Viajantes de negócios e turistas frequentemente adoecem ao visitar novos países e novas cidades. Uma chamada telefônica para a recepção de um hotel ou uma chamada urgente para um amigo ou colega pode não fornecer um profissional de saúde rápido o suficiente para lidar com o problema médico imediato. O que fazer? Atualmente, a resposta rápida é ir diretamente para o Atendimento de Urgência ou para a seção ER / ED do hospital mais próximo.

eTurboNewsA repórter de .com, Dra. Elinor Garely, nativa de Nova York, experimentou recentemente um tremor secundário de sua segunda vacina COVID e passou as últimas 6 semanas correndo para médicos e unidades de emergência descobrindo as enormes lacunas que existem entre as expectativas de atendimento médico em Manhattan a realidade.

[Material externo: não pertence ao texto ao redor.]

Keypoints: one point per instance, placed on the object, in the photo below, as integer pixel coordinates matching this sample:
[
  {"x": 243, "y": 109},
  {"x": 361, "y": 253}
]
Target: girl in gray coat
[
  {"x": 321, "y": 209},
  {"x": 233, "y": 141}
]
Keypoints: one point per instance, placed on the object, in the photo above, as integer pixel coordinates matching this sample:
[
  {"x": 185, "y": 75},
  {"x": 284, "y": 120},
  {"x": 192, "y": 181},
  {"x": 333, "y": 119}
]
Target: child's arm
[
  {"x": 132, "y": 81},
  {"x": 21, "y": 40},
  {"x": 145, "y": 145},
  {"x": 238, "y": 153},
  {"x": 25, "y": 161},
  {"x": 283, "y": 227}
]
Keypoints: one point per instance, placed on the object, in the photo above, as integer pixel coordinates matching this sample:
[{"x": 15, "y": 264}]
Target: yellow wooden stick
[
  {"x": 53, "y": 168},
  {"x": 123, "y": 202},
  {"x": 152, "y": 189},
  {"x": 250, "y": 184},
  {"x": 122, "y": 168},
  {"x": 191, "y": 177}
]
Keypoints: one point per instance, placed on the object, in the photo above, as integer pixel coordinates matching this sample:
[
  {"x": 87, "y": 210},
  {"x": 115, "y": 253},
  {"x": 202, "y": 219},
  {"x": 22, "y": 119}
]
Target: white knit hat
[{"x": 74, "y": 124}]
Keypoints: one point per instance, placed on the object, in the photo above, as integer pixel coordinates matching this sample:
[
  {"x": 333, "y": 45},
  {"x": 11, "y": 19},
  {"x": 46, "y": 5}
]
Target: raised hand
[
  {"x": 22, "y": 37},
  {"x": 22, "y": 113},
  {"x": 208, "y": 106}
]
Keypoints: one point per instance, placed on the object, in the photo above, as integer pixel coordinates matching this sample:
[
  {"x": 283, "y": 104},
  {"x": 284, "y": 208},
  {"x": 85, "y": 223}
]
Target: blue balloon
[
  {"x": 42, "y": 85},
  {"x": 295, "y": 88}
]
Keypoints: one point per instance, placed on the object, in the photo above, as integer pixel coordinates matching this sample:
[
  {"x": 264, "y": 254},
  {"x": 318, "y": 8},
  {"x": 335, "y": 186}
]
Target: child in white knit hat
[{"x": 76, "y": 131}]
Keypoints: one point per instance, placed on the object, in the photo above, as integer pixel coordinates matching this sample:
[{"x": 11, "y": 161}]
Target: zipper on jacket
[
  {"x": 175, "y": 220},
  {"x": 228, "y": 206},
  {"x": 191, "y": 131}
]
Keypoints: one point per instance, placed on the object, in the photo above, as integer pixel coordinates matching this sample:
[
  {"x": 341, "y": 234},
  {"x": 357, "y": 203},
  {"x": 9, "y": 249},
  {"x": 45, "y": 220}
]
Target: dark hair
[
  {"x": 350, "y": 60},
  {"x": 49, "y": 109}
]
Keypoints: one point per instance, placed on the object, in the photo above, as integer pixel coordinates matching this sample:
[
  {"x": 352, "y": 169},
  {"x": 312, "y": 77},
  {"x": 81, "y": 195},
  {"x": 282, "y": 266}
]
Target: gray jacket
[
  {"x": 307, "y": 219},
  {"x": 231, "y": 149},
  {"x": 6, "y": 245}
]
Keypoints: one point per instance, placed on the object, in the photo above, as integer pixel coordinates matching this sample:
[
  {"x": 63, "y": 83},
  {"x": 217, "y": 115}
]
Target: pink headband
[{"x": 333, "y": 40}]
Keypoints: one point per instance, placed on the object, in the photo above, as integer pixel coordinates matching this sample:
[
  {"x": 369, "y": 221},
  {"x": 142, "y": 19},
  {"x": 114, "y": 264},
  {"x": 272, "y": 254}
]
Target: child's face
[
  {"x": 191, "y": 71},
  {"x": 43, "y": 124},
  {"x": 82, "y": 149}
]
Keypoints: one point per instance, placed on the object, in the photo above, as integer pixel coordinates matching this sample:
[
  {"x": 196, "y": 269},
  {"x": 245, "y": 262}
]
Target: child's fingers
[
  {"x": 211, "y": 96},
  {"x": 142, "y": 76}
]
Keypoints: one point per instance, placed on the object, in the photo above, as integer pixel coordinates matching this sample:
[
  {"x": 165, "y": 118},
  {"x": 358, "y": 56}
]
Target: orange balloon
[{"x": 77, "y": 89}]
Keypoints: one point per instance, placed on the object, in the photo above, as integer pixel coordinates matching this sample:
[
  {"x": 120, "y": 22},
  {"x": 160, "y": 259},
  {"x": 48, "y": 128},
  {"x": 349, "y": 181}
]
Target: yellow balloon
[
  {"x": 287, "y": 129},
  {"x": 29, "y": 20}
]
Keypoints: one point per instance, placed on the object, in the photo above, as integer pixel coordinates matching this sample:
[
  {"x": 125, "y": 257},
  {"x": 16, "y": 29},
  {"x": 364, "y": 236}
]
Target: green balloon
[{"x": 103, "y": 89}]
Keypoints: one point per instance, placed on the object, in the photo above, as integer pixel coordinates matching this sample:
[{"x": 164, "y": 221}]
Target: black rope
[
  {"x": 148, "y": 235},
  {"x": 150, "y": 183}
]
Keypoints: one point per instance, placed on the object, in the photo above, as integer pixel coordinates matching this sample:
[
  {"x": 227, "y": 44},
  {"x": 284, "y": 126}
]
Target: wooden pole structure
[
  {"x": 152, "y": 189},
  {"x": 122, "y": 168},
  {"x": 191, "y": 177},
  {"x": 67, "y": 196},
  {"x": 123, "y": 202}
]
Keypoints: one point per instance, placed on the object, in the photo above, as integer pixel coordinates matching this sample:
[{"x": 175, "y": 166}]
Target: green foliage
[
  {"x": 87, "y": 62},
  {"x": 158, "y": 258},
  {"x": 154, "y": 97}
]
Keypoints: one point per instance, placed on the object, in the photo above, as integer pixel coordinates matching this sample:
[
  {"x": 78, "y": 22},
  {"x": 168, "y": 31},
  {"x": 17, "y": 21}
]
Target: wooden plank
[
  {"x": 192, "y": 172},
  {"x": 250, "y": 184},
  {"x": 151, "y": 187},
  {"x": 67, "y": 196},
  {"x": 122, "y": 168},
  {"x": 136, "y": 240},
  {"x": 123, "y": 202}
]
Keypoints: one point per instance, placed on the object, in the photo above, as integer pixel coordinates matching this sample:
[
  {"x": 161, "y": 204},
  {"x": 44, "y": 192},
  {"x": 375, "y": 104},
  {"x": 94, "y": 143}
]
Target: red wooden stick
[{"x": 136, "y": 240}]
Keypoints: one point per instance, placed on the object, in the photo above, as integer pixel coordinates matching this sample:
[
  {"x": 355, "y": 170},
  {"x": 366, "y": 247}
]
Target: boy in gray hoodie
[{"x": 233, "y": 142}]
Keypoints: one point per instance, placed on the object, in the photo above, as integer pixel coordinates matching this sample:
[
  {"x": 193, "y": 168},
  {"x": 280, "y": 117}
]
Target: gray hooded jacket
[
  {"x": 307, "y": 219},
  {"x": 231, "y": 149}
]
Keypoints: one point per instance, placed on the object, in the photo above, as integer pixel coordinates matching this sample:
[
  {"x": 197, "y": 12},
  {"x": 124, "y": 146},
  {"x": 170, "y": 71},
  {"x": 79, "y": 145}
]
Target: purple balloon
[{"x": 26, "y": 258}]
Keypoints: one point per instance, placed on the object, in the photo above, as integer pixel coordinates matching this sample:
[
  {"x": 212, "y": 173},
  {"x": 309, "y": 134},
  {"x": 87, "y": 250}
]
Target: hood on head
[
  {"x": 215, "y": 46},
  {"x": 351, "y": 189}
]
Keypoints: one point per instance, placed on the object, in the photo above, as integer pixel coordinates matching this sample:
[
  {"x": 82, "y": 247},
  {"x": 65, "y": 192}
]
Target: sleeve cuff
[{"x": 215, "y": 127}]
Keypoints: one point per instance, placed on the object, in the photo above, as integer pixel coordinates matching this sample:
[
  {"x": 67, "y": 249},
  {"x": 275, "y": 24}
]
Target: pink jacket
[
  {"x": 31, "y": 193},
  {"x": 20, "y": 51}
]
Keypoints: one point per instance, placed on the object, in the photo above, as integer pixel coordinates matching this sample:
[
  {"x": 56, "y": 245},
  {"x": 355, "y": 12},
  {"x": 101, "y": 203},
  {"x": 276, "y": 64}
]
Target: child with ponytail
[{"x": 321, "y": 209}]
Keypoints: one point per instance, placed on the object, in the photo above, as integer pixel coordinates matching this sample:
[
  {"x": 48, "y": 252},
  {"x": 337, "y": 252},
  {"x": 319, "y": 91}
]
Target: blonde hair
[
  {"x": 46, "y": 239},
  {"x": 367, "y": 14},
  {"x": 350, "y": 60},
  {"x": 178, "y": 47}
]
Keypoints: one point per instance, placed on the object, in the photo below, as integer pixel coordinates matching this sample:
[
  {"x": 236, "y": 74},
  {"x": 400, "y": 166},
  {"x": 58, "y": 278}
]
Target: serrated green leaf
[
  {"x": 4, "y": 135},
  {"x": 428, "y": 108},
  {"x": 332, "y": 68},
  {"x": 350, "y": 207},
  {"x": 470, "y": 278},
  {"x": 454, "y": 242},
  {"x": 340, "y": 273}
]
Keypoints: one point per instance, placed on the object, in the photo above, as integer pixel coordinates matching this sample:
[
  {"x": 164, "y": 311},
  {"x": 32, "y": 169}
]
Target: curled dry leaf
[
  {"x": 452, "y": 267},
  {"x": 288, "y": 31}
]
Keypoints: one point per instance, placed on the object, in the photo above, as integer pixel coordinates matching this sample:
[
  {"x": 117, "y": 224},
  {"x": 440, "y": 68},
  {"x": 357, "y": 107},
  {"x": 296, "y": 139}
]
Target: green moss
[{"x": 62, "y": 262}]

A Dra. Garely compartilha conosco suas experiências e observações pessoais enquanto aborda o caos das realidades de atendimento de emergência de Manhattan com a esperança de que os visitantes da cidade encontrem um caminho para o bem-estar e evitem (ou contornem) alguns dos maiores buracos em seus caminho para a recuperação.

Garely descobre que “é lamentável que a indústria hospitalar não gaste mais tempo e esforço investigando os protocolos e procedimentos da indústria de hospitalidade, onde o hóspede é o foco dos serviços e menos tempo tentando maximizar um fluxo de receita frágil e defeituoso”.

Aqui está sua história em suas próprias palavras.